The journey south to Jerusalem brings Jesus and the disciples to the city of Jericho, a large crowd in their wake. Our familiarity with what happens can cloud its remarkable content.
An insignificant beggar outside the city is the one who truly ‘sees’ who Jesus is (Jesus’ identity being a constant theme in Mark). The restoration of his sight is literal but also an indication of his ‘spiritual insight’.
But it is Bartimaeus who identifies Jesus as the Son of David – a Messianic title. He knows Jesus is the one in whom the hopes of Israel rest. It is Bartimaeus who confidently trusts that Jesus can heal him, he knows Jesus is empowered by God. It is Bartimaeus who enthusiastically follows the Messiah up the ascent through the Judean wilderness towards Jerusalem and all that awaited there.

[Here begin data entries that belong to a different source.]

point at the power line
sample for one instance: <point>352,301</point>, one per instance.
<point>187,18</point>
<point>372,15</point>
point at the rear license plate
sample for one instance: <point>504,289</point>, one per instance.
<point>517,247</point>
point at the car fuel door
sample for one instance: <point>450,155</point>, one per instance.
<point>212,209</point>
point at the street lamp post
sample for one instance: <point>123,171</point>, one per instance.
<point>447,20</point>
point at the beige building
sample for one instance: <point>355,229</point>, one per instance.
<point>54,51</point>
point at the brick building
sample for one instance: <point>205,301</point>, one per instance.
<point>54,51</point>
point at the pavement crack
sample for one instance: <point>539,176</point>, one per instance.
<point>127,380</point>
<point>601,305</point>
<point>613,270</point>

What is left unexplained is how Bartimaeus ‘saw’ what others were blind to. The response of the Messiah is to welcome a marginalised, poor, insignificant and apparently annoying distraction as one of his followers. Such is the surprising grace of God, a grace that extends to you and to me.
Blind Bartimaeus Receives His Sight
46Then they came to Jericho. As Jesus and his disciples, together with a large crowd, were leaving the city, a blind man, Bartimaeus (that is, the Son of Timaeus), was sitting by the roadside begging. 47When he heard that it was Jesus of Nazareth, he began to shout, “Jesus, Son of David, have mercy on me!”
48Many rebuked him and told him to be quiet, but he shouted all the more, “Son of David, have mercy on me!”
49Jesus stopped and said, “Call him.” So they called to the blind man, “Cheer up! On your feet! He’s calling you.” 50Throwing his cloak aside, he jumped to his feet and came to Jesus.
51“What do you want me to do for you?” Jesus asked him.
The blind man said, “Rabbi, I want to see.”
52“Go,” said Jesus, “your faith has healed you.” Immediately he received his sight and followed Jesus along the road.